Цепь незамеченной минует форты и с криком «ура» врывается в кронштадтские улицы. Крики больно бьют о стекло. Коленька закрывает глаза. Орудийная, пулемётная, ружейная пальба теперь повсюду. В хрустале играет мартовское утро. С браунингом в руке Коленька недоуменно стоит у забора, читая приклеенный к нему газетный лист:
«СПАСИБО!
Неизвестной гражданкой было предоставлено 2 фунта конины в распоряжение Ревтройки Мор. Отр. Пер. Б. ф. Моряки приносят сердечную благодарность сознательной гражданке. Каждому из нас видно, что великолепная незнакомка разделила с моряками столь драгоценный лакомый кусок. Пусть же партия предателей и лжецов трепещет перед единою братской семьёй Кронштадта!»

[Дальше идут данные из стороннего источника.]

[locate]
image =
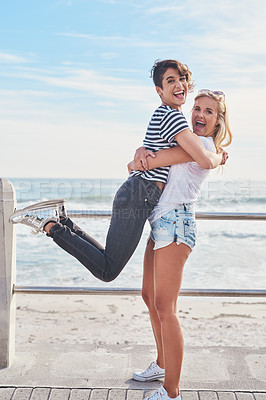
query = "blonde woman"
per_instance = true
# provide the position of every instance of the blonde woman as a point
(172, 238)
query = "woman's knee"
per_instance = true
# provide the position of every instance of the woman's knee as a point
(165, 309)
(148, 299)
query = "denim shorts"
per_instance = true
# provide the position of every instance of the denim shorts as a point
(178, 225)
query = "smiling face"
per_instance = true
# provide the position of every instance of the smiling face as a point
(174, 89)
(204, 116)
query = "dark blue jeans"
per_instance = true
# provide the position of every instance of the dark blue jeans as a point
(132, 205)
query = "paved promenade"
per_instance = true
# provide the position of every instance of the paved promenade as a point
(59, 372)
(48, 393)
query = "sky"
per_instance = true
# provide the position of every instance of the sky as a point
(75, 92)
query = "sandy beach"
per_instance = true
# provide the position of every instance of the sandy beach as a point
(124, 320)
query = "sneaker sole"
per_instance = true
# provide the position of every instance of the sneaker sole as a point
(43, 205)
(150, 379)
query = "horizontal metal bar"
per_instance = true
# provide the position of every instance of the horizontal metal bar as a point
(131, 291)
(199, 215)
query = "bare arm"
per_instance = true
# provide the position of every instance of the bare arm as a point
(163, 158)
(192, 144)
(145, 160)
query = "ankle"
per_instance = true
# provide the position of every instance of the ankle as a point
(48, 226)
(172, 393)
(160, 363)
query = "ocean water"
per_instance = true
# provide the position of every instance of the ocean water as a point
(228, 254)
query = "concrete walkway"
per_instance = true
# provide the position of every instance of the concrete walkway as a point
(63, 372)
(48, 393)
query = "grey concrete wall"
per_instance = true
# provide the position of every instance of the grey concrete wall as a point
(7, 274)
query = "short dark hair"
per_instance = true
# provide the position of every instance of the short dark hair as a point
(160, 67)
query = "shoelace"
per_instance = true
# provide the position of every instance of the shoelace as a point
(150, 368)
(157, 395)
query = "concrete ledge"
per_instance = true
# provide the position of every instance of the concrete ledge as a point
(213, 368)
(49, 393)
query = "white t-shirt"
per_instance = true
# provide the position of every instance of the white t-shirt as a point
(183, 184)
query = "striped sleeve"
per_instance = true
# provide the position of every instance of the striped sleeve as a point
(172, 123)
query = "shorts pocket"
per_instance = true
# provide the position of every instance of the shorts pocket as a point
(190, 228)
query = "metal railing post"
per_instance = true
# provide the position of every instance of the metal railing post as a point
(7, 274)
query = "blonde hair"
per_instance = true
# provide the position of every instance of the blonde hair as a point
(222, 135)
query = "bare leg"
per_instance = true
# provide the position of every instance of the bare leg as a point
(169, 264)
(148, 297)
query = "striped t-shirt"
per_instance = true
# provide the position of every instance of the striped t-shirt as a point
(165, 123)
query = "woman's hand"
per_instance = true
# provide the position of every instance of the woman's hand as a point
(140, 158)
(224, 155)
(132, 166)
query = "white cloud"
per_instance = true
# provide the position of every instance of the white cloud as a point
(6, 58)
(102, 86)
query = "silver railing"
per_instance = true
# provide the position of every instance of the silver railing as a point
(136, 291)
(8, 288)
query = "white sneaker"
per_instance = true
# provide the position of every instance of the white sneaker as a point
(152, 373)
(38, 215)
(162, 394)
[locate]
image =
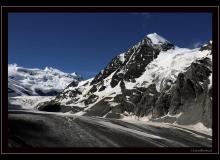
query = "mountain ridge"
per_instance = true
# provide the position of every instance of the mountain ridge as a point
(151, 78)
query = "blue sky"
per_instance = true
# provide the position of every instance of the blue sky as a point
(86, 42)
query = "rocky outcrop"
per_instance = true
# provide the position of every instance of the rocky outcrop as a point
(181, 94)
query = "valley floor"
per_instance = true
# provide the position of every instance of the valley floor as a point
(29, 128)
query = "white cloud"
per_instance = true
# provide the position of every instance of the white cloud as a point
(197, 44)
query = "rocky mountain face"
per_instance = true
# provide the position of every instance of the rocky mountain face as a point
(154, 78)
(37, 82)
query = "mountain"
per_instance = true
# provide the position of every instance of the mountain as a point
(37, 82)
(153, 79)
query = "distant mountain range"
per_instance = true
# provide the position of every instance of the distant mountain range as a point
(154, 79)
(38, 82)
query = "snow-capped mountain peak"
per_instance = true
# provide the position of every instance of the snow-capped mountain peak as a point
(35, 81)
(156, 39)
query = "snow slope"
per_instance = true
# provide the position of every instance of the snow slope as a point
(49, 81)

Уличные бои развиваются. Жёлтый дым заволакивает людей и дома, жёлтый дым грохочет, наполненный голосами... Искусствоведы в молчании перелистывают страницы книг, отражаясь в стёклах ясеневых шкафов гравюрного кабинета. Сторож дремотно проходит по залам. В комнате, проникнутой тишиной и утренним светом, на плюшевом диванчике сидит, улыбаясь, девушка; проношенные ботики оставляют на полу влажные следы растаявшего снега; она, вероятно, пришла на свидание, она улыбается своим мыслям в тишине светлой музейной залы. Согнувшиеся над рекой, застывшей навсегда в зелёным, синем, лиловом волнении, рабы поворачивают головы в сторону далёких холмов, с которых, как умиротворяющий сон, спускается маленькая человеческая фигурка. Синее, нежное небо, прохлада кущ, фисташковые складки одежд. Девушка в ботиках смотрит на немощное тело старца; перед ней, заслонив на мгновенье картину, проходит ранний, застенчивый посетитель, держа картуз красной дырявой варежкой и стараясь ступать как можно бесшумнее... Нуся Струкова, истерзанная любовниками, просыпается с болью в висках — кровать, измятая, как старость. Газеты кричат о победе: примёрзший волосами и ладонью правой руки ко льду, Юрик Дивинов выиграл своё пари.
С горстью беглецов — главарей восстания и военных инженеров — отступает к финскому берегу конструктор Гук.